Weaving Learning into the Fabric of Philanthropy: Working Smarter in the Age of Big Data
In this data-rich world, are we getting better at learning in philanthropy?
Given the growing proliferation of data in our lives—big data, digital data, automated data, etc.—one might assume that our ability to work more effectively as a result of increased information grows at a comparable rate. But research and lived experience suggest otherwise. Consider a few recent works of journalism:
- In the National Public Radio Hidden Brain podcast titled “Facts aren’t enough,” the hosts discuss the main drivers of human behavior, which surprisingly are not facts at all. Instead, people are most swayed by an argument based on their perception of the messenger’s credibility and whether the message itself incites good (or bad) feelings.
- In a popular 2017 article in The New Yorker titled, “Why facts don’t change our minds” Elizabeth Kolbert discusses the science behind cognitive biases, and how our interpretation of facts is determined by our deeply-held worldviews—i.e., our biases. Individuals add different values or levels of significance to the data and evidence put before them and thus arrive at different conclusions about the same set of facts.

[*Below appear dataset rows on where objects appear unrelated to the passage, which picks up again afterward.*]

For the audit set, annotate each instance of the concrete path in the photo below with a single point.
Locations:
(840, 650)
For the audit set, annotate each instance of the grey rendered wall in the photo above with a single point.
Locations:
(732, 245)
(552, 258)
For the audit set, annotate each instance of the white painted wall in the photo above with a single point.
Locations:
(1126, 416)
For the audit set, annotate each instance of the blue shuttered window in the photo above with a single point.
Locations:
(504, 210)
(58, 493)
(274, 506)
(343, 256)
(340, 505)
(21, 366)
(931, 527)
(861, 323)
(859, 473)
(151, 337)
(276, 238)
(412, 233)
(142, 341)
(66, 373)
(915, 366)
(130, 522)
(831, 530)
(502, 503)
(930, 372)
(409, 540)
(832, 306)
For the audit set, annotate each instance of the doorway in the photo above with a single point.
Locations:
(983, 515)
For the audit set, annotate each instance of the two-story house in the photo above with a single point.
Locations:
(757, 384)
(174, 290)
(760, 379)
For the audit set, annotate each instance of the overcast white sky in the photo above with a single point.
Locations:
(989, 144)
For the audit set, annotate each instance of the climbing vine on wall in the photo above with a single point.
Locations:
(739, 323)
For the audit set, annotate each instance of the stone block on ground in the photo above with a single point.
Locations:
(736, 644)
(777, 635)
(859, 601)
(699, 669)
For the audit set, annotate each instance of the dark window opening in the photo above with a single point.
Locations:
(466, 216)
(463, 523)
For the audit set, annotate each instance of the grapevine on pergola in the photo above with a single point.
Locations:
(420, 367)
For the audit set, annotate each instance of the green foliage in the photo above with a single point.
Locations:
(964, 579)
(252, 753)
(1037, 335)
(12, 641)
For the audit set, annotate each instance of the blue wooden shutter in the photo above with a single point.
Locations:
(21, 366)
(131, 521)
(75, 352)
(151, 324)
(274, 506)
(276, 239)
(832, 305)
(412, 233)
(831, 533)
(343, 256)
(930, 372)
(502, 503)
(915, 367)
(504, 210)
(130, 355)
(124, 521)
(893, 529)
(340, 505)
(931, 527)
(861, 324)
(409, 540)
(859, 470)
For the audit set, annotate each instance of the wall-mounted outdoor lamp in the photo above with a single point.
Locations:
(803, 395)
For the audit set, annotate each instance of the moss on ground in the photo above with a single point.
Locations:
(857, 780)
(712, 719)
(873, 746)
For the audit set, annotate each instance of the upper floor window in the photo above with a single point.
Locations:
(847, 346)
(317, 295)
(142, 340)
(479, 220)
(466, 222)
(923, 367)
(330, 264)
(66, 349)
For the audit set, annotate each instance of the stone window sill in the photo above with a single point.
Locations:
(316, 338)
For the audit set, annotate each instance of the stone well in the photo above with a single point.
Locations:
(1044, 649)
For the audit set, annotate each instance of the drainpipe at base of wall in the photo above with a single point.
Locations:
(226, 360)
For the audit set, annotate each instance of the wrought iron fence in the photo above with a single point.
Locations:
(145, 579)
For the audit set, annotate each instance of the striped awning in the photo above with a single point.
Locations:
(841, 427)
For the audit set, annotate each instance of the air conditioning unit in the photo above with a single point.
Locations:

- Bess Rothenberg, Senior Director of Strategy and Learning at the Ford Foundation, writes about how this applies to philanthropy in the Chronicle of Philanthropy article, “How grantmakers can better see what’s coming.”
In short, simple access to information does not guarantee what we learn. Our biases interfere and we need new ways of processing information to combat them.
So if it’s not just about data or information, what is needed to help people and organizations to learn?
Over the course of the last year, with support from the W.K. Kellogg Foundation, evaluation and learning leaders at 14 U.S-based foundations formed the “Lab for Learning” to experiment with ideas for supporting more impactful organizational learning. The Lab was led by Rockefeller Foundation partners Jane Reisman, Social Impact Advisor, and Julia Coffman and Tanya Beer from the Center for Evaluation Innovation.
Several “ground truths” about what it takes to support dynamic learning in philanthropy guided the Lab’s work, based on multi-disciplinary research on learning, the work of organizations in the sector who focus on this topic (e.g., Fourth Quadrant Partners), and Lab leaders and participants’ own decades of experience [read about the ground truths in more detail here]. The ground truths were these:
- Learning requires a transformation in how foundations work, not just what they know.
- Organizational systems acutely affect our ability to learn.
- Learning habits are best introduced into regular work routines, often implicitly.
How do efforts to support learning play out at The Rockefeller Foundation?
The Rockefeller Foundation, a participant in the Lab for Learning, focused on one of the three truths—learning requires a transformation in how foundations work, not just what they know. Learning doesn’t only take place in an isolated event or a meeting or a memo; it is an everyday practice.
The Rockefeller Foundation has been working on two routine learning habits in particular to accomplish that goal—making our thinking visible and asking powerful questions. Applied to evaluation and learning around our grantmaking, these habits will help us to better clarify and then pressure test our own hypotheses and assumptions about how change happens.
This level of practice and culture change takes time, patience, and endurance, especially for an organization that is more than a century old. Making these habits stick in the short term requires that the individuals who make up an institution get “smarter” about how to shift deeply-rooted individual and organizational patterns. We need to ensure that new habits lead to new rewards or paybacks to show that they are worthwhile.
What does it take to shift learning habits in philanthropy?
Lab for Learning participants concluded that new learning practices are more effective and have greater staying power when they are introduced as smaller-scale experiments that staff can help to shape and adapt. Once they are tested for the value they add, only then should they be scaled or integrated into the regular workflow so that staff experience them as integral to their work rather than something that has been added on as another procedural requirement.
The Lab for Learning is continuing to work further to shift habits in ways that improve philanthropic work. Data is important, but we need better learning habits to ensure that the data is leveraged to lift up impact.